OBJECTIVE: Kidney biopsy is essential for the diagnosis and classification of lupus nephritis. Percutaneous biopsy has a risk of bleeding-related complications; however, data on the risk of percutaneous kidney biopsy in patients with systemic lupus erythematosus (SLE) are scarce. In this study, we aimed to investigate the rate of bleeding-related complications and to examine the risk factors for complications of kidney biopsy in patients with systemic lupus erythematosus (SLE). METHODS: We retrospectively reviewed the medical records of patients with SLE who underwent ultrasound-guided percutaneous kidney biopsy between 2002 and 2020 at a tertiary referral center. Minor complications were defined as hematoma and passing hematuria not requiring an intervention. Major complications included bleeding events that required interventions after the biopsy. Statistical analysis with a multivariate logistic regression model was performed.

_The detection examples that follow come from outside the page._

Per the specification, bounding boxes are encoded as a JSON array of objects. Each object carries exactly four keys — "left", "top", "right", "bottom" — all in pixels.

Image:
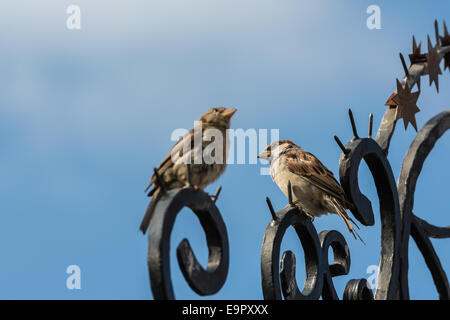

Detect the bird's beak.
[
  {"left": 222, "top": 108, "right": 237, "bottom": 119},
  {"left": 257, "top": 151, "right": 270, "bottom": 160}
]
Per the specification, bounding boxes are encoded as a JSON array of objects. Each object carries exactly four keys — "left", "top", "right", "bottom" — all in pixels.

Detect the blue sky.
[{"left": 0, "top": 0, "right": 450, "bottom": 299}]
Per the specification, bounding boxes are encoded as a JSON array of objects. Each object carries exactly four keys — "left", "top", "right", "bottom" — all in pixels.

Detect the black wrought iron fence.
[{"left": 143, "top": 22, "right": 450, "bottom": 300}]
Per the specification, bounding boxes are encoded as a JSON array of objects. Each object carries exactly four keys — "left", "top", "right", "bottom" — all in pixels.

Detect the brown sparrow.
[
  {"left": 258, "top": 140, "right": 361, "bottom": 239},
  {"left": 140, "top": 107, "right": 236, "bottom": 234}
]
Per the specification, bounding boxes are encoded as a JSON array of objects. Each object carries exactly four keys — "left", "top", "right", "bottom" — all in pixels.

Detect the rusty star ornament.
[
  {"left": 386, "top": 79, "right": 420, "bottom": 131},
  {"left": 427, "top": 36, "right": 442, "bottom": 92},
  {"left": 440, "top": 21, "right": 450, "bottom": 70}
]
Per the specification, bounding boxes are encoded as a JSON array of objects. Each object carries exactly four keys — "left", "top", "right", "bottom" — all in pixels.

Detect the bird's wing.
[
  {"left": 145, "top": 129, "right": 194, "bottom": 196},
  {"left": 286, "top": 149, "right": 347, "bottom": 202}
]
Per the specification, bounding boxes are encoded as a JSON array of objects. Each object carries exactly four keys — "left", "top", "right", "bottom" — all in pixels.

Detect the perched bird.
[
  {"left": 258, "top": 140, "right": 362, "bottom": 241},
  {"left": 140, "top": 107, "right": 237, "bottom": 234}
]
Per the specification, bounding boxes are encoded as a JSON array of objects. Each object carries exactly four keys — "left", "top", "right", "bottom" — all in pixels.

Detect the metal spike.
[
  {"left": 213, "top": 186, "right": 222, "bottom": 203},
  {"left": 186, "top": 163, "right": 192, "bottom": 187},
  {"left": 400, "top": 52, "right": 409, "bottom": 77},
  {"left": 266, "top": 197, "right": 278, "bottom": 221},
  {"left": 369, "top": 113, "right": 373, "bottom": 138},
  {"left": 434, "top": 19, "right": 440, "bottom": 46},
  {"left": 334, "top": 136, "right": 350, "bottom": 155},
  {"left": 288, "top": 180, "right": 292, "bottom": 205},
  {"left": 348, "top": 109, "right": 359, "bottom": 139}
]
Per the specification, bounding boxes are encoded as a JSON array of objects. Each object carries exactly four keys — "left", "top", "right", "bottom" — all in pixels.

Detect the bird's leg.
[
  {"left": 303, "top": 211, "right": 315, "bottom": 222},
  {"left": 292, "top": 200, "right": 315, "bottom": 222}
]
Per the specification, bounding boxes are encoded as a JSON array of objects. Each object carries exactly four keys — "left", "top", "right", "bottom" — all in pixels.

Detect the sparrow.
[
  {"left": 139, "top": 107, "right": 237, "bottom": 234},
  {"left": 258, "top": 140, "right": 364, "bottom": 242}
]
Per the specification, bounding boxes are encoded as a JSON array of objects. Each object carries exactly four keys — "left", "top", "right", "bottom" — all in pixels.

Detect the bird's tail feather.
[
  {"left": 330, "top": 198, "right": 366, "bottom": 244},
  {"left": 139, "top": 188, "right": 162, "bottom": 234}
]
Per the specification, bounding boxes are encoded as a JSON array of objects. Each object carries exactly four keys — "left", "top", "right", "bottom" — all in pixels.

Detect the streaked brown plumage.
[
  {"left": 140, "top": 107, "right": 236, "bottom": 234},
  {"left": 258, "top": 140, "right": 359, "bottom": 238}
]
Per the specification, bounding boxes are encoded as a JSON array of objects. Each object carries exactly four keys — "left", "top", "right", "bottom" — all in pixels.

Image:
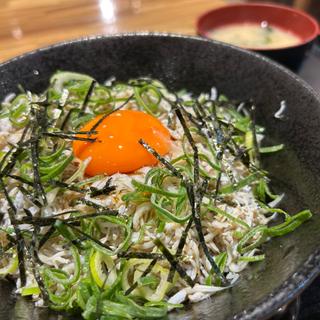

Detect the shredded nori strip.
[
  {"left": 0, "top": 178, "right": 27, "bottom": 287},
  {"left": 174, "top": 104, "right": 226, "bottom": 283},
  {"left": 154, "top": 238, "right": 195, "bottom": 287},
  {"left": 89, "top": 178, "right": 116, "bottom": 197},
  {"left": 31, "top": 108, "right": 47, "bottom": 204},
  {"left": 38, "top": 226, "right": 56, "bottom": 250},
  {"left": 81, "top": 80, "right": 96, "bottom": 113},
  {"left": 42, "top": 132, "right": 97, "bottom": 142}
]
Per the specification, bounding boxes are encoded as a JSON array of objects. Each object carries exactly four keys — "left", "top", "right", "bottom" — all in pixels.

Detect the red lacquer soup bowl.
[{"left": 197, "top": 3, "right": 320, "bottom": 69}]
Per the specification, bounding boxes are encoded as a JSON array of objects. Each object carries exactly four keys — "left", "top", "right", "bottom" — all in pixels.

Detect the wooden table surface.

RESULTS: In a total of 277 patients with SLE, the rate of overall bleeding-related complications after kidney biopsy was 19.9% (minor 13.0%; major 6.9%). Among patients with major complications, 84.2% needed blood transfusion alone without embolization or surgery, whereas the remaining three patients needed embolization for bleeding control. Multivariate analysis revealed that thrombocytopenia (odds ratio [OR] 7.186, 95% confidence interval [CI] 2.315-22.300), and low eGFR (OR 3.478, 95% CI 1.094-11.056) were significantly associated with the risk of major bleeding-related complications after kidney biopsy.

CONCLUSION: Percutaneous kidney biopsy is accompanied by the risk of bleeding-related complications; however, most events in our study did not require vascular intervention for bleeding control. Low platelet count and low estimated glomerular filtration rate (eGFR) significantly increase the risk of complications after kidney biopsy in patients with SLE. Key Points • The rate of overall bleeding-related complications after kidney biopsy was about 20% of patients with SLE. • The most commonly observed events were gross hematuria followed by blood transfusion. • Thrombocytopenia and poor kidney function areis an important risk of bleeding-related complications after kidney biopsy.